Phat Package = Fat Package
Folded into this is the very Puritanism of the body America: temptation
as gustatory fulfillment, the salacious turned salivary. Post-sexual
revolution, the liberated woman has become free to use her body as she
sees fit but has become, simultaneously, trapped in that body as her
ownership of it has turned back toward the self-as-market-commodity.
She can have who she wishes but cannot be what she
wishes; she is caught between sluttery and gluttony and can find solace
neither in her command of her sexual self nor in her pressure to be
the body that is expected of her. The shape becomes the substance for
the marketing executive.
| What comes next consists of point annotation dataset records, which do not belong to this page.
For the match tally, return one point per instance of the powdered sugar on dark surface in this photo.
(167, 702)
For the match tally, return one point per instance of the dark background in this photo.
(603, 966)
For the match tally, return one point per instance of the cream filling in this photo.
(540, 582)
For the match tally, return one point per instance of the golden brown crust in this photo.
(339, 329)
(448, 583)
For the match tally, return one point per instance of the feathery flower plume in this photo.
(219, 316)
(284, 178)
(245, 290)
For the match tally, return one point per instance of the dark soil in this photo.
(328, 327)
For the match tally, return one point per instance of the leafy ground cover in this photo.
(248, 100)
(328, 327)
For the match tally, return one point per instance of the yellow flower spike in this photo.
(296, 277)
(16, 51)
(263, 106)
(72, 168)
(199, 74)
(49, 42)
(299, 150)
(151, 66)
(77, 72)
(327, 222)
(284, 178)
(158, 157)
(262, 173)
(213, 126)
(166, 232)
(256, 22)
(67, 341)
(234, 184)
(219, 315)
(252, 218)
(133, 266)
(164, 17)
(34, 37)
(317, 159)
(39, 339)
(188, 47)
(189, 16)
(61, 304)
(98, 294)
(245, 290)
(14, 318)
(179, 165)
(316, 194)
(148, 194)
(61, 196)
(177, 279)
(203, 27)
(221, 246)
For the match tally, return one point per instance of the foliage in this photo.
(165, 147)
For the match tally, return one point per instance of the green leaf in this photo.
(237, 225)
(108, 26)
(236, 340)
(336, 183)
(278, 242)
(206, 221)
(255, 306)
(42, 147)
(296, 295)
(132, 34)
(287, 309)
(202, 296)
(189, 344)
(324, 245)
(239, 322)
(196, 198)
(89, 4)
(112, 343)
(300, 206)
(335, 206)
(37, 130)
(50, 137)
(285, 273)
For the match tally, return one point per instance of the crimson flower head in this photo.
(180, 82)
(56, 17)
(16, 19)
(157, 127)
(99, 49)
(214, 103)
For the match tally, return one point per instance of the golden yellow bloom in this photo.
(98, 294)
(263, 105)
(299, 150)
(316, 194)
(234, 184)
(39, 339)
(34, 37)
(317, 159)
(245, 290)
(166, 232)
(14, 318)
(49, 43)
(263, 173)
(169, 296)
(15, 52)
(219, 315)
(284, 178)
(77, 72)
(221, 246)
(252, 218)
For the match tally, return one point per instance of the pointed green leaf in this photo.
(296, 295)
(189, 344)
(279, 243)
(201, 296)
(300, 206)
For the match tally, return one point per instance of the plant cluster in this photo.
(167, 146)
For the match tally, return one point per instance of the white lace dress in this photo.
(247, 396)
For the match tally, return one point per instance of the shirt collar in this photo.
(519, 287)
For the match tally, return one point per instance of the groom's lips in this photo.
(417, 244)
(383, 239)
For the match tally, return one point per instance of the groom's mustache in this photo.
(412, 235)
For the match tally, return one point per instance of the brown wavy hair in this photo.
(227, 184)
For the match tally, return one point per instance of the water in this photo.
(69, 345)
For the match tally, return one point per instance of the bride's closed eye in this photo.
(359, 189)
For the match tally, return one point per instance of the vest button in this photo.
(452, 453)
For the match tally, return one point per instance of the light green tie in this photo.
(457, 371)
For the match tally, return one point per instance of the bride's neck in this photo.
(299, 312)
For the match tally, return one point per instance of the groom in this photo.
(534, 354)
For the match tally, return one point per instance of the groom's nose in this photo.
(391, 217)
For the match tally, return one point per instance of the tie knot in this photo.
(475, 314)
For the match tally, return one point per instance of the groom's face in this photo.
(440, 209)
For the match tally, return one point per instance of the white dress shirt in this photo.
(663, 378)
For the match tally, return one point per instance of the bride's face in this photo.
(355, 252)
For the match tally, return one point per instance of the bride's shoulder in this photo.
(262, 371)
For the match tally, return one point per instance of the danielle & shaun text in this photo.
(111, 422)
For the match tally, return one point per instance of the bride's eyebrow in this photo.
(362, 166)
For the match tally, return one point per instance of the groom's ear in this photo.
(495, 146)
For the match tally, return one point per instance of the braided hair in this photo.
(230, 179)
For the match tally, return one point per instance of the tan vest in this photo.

Her sexuality is thus infused with the tasty
naughtiness of poor nutrition which makes her vulnerable to the packaging
of her two passions, the raw cookie and the cock uncooked.
We have seen this before, and it was a trick played on men by men with
the sultry curves of the sports car. His mental space is invaded by
the lines of the Jaguar XKE, the long curves urging him forward, even
the shifter an elegant stem. The body is aerodynamic, of course, but
more; it's eros-dynamic, and with a woman at the wheel has all the straight-male
appeal of girl-on-girl porn. By the '90s the Boomer women became powerful
and professional, established and in control. With their ice-boxes filled
with frozen phallus, they climbed up on their square-shouldered SUVs,
a simulation of the safety to command such a rugged and capable thing.
But, like a bad boyfriend, they had a tendency to flip on them, and
now they're back to their smaller, more sensible Camrys and Accords.
These are patterns both encouraged by and in violation of our foundational
Puritanism. We seek liberation and even act on it, always to be slammed
back into the dark interior by collective guilt played out in individual
selves. As a nation, we are simultaneously the site of the most robust
experiment in human liberation and the Holy Land; we occupy both Las
Vegas and the Shining City on a Hill. To pursue happiness as a Yank
has therefore always been both a liberation and a trap, a physical movement
into freedom and a mental movement deeper into the conscience. She can
have her dough, but it will make her heavy both in body and soul.
The man had long been a step more free, his double standard to stray
on Saturday night and repent on Sunday morning a way to manage his role
in the American contradiction. But now, he too is a body, both dandy
and butch, a commodity packed, frozen, and plastic-wrapped—candy—and
a man of pottered flesh and sluggish blood, just as he always has been.
Still, the feeling for the femme, of peeling away that layer, of having
that stuff so available from the tube, is a feeling unaccountably dear.
The male model, posed a quarter turn from view, is frozen in time, exposed
to the gaze, but still reachable. He is firm, semi-turgid, beneath just
the thinnest of layers—almost bare but there for the taking. Is
he a bit too perfect, a bit too much to compare to the poor men we knead
with our daily bread? Perhaps, but that's what we get when we consume:
the dream of ourselves too sweet.
Work Cited
Bordo, Susan. The Male Body. New York: Farrar, 2000.